Qualche giorno dopo l’agguato al presidente del parco dei Nebrodi i boss, parlando tra di loro, si chiedono insistentemente «cu fu» (chi è stato?). Da una cosca all’altra la domanda è sempre la stessa, ma anche la risposta: «Noi non siamo stati». «Potrebbero essere stati i catanesi?» chiede un intercettato al suo interlocutore, che risponde: «Ce l’avrebbero detto, quantomeno ci avrebbero avvertiti per evitarci ulteriori guai».

Insomma, gli storici clan dei Bontempo-Scavo e le altre famiglie che in questi mesi hanno avuto tra le loro file decine di arresti non si danno pace. Anche loro brancolano nel buio e, se avessero avuto notizie, avrebbero fatto giustizia a modo loro oppure, come spesso la storia della mafia insegna, avrebbero segnalato in maniera anonima agli investigatori gli autori dell’attentato per allentare la pressione nei loro confronti. L’unica segnalazione anonima che è arrivata fino ad ora è invece quella inviata a tre procure, Messina, Patti e Termini Imerese, al Ministero dell’Interno, al capo della Polizia e all’autorità Anticorruzione. (…) La denuncia anonima adesso è al vaglio delle tre procure siciliane: vi si trovano accuse anche nei confronti di Manganaro. Secondo l’anonimo il dirigente del commissariato di Sant’Agata di Militello sarebbe anche “vicino” a esponenti politici del Pd e ad alcuni personaggi dell’Antimafia come il senatore Giuseppe Lumia, eletto nella lista “il megafono” di Rosario Crocetta.”

Il 23 marzo 2017 l’articolo sul settimanale siciliano Centonove a firma di Enzo Basso riprende e rilancia (fin dal titolo: “Chi è… Stato?”) i dubbi sull’attentato.

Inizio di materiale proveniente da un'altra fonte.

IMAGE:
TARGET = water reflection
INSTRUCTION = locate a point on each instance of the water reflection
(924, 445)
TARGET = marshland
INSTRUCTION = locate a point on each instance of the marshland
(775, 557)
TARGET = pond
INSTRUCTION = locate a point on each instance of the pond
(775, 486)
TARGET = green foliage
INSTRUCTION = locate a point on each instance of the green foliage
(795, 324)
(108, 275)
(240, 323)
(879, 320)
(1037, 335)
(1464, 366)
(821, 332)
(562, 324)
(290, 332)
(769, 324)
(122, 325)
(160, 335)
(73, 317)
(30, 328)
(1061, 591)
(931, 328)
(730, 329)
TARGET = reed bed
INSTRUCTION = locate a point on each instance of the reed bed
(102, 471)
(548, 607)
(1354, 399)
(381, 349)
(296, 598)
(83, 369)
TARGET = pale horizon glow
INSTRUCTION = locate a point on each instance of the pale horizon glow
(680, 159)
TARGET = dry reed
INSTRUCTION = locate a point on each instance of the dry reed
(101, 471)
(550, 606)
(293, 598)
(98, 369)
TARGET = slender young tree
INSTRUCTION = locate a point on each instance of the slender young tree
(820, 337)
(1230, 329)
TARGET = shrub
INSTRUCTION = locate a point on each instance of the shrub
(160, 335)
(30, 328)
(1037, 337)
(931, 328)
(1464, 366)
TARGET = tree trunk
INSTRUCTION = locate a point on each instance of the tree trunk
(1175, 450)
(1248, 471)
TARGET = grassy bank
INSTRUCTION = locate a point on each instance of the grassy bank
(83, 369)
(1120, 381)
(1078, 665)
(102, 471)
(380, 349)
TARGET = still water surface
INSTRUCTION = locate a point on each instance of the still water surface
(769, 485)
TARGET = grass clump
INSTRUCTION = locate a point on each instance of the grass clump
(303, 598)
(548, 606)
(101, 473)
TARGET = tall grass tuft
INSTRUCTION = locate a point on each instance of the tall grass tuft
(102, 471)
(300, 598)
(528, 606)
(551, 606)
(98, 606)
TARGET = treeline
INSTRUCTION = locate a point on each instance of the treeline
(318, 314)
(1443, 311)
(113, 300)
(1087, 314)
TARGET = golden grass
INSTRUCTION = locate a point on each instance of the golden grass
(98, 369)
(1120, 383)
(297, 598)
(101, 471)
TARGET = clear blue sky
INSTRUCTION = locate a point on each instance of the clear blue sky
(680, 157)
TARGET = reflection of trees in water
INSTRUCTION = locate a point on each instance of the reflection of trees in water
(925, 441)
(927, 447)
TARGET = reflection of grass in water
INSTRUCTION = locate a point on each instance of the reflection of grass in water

“Chi è stato?” chiedono i boss al telefono dopo l’attentato del diciotto maggio scorso al presidente del Parco dei Nebrodi Giuseppe Antoci. Ma ancora, dieci mesi dopo le modalità dell’agguato notturno alle due di notte tra Cesarò e San Fratello, in contrada Muto, sulle quali indagano in tandem le direzioni investigative antimafia di Messina e Catania, restano avvolte in un mistero.

Una scena quasi cinematografica: un gruppo di aggressori che sparano nella notte, vengono raggiunti all’improvviso dai provvidenziali colpi di pistola del vicequestore Daniele Manganaro e scappano nell’oscurità del bosco, lasciando ai bordi della strada due bottiglie molotov. Tecniche di un agguato, che non trova eguali nella letteratura criminale e che stupisce gli stessi boss, legati ai clan della macellazione: “Chi è stato?”

Nulla rispetto al documento di fitte sei pagine, svelato dal giornalista Franco Viviano su “L’Espresso”, dove si parla anche di uno esplosivo scritto inviato mesi fa alla Procura di Patti, a quella di Termini Imerese e a quella di Messina, oltre che al Viminale, e al Capo della polizia in cui si raccontano fatti inquietanti che portano l’anonimo estensore a chiedere: “Chi è lo Stato?”: il gruppo di potere del governatore Crocetta e del senatore Lumia, insieme a un manipolo di poliziotti, stretto attorno ad Antoci, oppure è lo Stato che tollera degenerazioni di potere?

Per supportare queste tesi, l’anonimo mostra di essere addentro alle cose della polizia: “i proiettili spediti da Palermo sono calibro 9 per 9, Luger, in esclusiva dotazione alle forze di polizia dotate di armi parabellum , per chi si esercita nei poligoni di tiro Uits”.

Infine, il 29 aprile 2019 la trasmissione Report, in un lungo servizio di Paolo Mondani sul caso Montante, dedica alcuni passaggi particolarmente significativi sulla vicenda Antoci: anche in questo caso riprendendo e rilanciando il dubbio che di un autentico attentato si sia trattato.